The model promotes positive expectations for behavior and uses a student leadership system to celebrate positive behavior. Consultants from Success Schools will help set up systems at the schools, lead professional development, assist in day to day operations and serve as part of the leadership team at each school.
Aspects of the Success Schools model, including the promotion of norms as opposed to rules and the rewarding of positive behavior, have already been implemented at Faison with positive results. Teachers at the school say they saw vast improvement throughout the previous school year when elements of the model were implemented.
“The principal at Faison and the teachers really like the program. It’s about rewarding the children for positive behaviors,” said District 1 School Board Rep. Sharene Shealey. “The principal at UPrep also came out to the public hearing in July and he said it would work for their school.”
While Success Schools has received high praise from PPS teachers, principals, and administrators, some question the cost of hiring consultants to implement the program. The school board approved the allocation of $93,000, $140,000 and $140,000 to be used to hire Success Schools consultants at MLK, UPrep, and Faison, respectively.
“To suggest that all inner-city Black kids have behavioral problems to the extent you have to give out these contracts, I have a problem with it,” said District 8 School Board Rep. Mark Brentley. “We still have a district that is giving out millions of dollars in contracts to people with no record of success. Any success that they have seen, we can do better at a fraction of the cost.”
In the community, some have criticized the Success Schools model because they say it lack a strong academic component.

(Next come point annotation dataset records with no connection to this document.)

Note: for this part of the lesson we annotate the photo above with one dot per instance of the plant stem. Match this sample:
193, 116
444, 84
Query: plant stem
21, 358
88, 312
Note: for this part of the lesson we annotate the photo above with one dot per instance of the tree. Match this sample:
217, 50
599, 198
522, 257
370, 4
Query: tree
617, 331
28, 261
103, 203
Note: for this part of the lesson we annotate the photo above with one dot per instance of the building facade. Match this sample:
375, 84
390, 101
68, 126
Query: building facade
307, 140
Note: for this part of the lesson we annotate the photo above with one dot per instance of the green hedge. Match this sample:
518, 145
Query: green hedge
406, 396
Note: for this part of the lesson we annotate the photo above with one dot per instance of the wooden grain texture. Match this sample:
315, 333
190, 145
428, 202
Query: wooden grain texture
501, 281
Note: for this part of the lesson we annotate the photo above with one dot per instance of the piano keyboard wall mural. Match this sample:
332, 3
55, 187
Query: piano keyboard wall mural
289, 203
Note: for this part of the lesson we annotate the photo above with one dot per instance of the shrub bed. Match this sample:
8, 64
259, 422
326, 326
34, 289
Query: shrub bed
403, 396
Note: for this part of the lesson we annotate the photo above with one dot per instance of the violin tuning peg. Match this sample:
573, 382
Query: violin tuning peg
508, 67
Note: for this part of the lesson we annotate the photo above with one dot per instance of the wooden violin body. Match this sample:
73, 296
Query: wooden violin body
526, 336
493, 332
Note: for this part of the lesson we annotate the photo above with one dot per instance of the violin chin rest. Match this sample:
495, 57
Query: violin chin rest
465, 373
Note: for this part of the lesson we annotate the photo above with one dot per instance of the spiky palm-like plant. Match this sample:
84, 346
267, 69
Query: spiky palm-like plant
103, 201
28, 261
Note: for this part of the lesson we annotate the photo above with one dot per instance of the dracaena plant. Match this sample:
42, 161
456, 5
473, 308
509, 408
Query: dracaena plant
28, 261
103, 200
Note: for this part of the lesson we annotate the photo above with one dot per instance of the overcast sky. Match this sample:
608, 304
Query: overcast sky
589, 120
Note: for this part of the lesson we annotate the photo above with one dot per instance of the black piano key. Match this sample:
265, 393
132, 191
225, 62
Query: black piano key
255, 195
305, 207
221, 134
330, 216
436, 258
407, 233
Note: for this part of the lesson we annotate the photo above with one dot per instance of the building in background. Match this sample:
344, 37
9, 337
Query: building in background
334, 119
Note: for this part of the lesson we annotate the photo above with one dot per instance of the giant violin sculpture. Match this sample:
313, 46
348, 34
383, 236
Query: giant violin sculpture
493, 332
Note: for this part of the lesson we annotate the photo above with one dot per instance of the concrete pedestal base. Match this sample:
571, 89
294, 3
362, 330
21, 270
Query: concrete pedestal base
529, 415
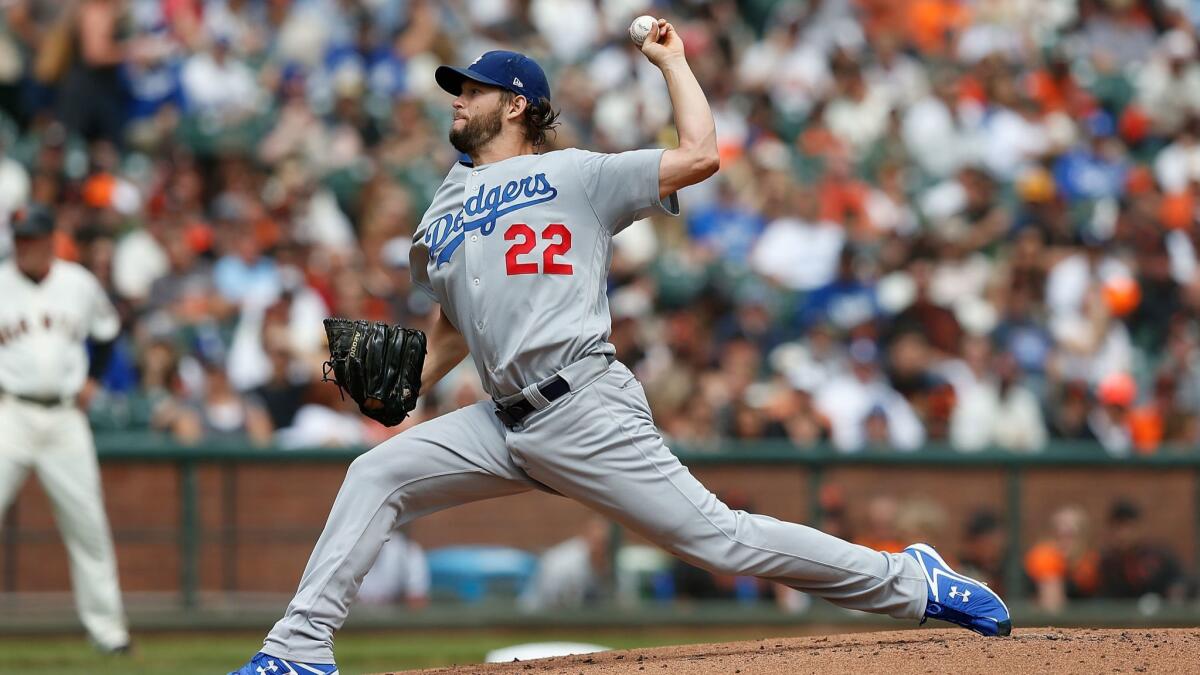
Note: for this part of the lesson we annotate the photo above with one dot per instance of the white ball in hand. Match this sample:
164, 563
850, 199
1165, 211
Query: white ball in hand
641, 28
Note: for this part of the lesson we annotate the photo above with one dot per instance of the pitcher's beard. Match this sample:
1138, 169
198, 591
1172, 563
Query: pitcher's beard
478, 132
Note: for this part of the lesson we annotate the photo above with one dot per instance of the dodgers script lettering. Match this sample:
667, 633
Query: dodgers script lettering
481, 210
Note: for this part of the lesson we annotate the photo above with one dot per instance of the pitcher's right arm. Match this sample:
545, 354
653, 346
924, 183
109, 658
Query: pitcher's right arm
445, 348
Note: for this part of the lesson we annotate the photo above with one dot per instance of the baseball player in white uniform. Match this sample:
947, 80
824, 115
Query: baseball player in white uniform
515, 249
49, 309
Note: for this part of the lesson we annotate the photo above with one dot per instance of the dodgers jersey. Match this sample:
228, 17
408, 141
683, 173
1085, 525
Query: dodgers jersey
43, 327
517, 254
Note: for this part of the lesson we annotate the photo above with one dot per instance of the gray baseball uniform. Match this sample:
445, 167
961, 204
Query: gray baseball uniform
517, 254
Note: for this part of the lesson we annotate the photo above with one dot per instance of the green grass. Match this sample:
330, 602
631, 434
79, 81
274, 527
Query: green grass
205, 653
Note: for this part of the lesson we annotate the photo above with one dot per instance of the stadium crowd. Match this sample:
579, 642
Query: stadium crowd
963, 221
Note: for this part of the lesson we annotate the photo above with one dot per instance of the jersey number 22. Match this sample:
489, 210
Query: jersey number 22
526, 240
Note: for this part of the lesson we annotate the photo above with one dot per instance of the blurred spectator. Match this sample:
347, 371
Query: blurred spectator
880, 529
285, 392
1065, 565
325, 419
1111, 422
571, 573
1133, 567
984, 549
862, 406
993, 407
226, 414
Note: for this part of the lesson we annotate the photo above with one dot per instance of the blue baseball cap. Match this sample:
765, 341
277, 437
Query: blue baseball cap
508, 70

“What we want to see is academic excellence in our schools. We do not see that attached to the Success Schools model. We’ve said to the district and to Milliones that we want to see some measurable goals,” said Rev. Johnnie Monroe, co-chair of the Hill District Education Council. “I don’t think we can separate good behavior from academic excellence. Kids cannot learn in a disruptive environment, but we suggested that we look at the models that work in our community. I’ve not seen the model, I’ve not been to Clayton Academy, but what I hear is that the scores are not there.”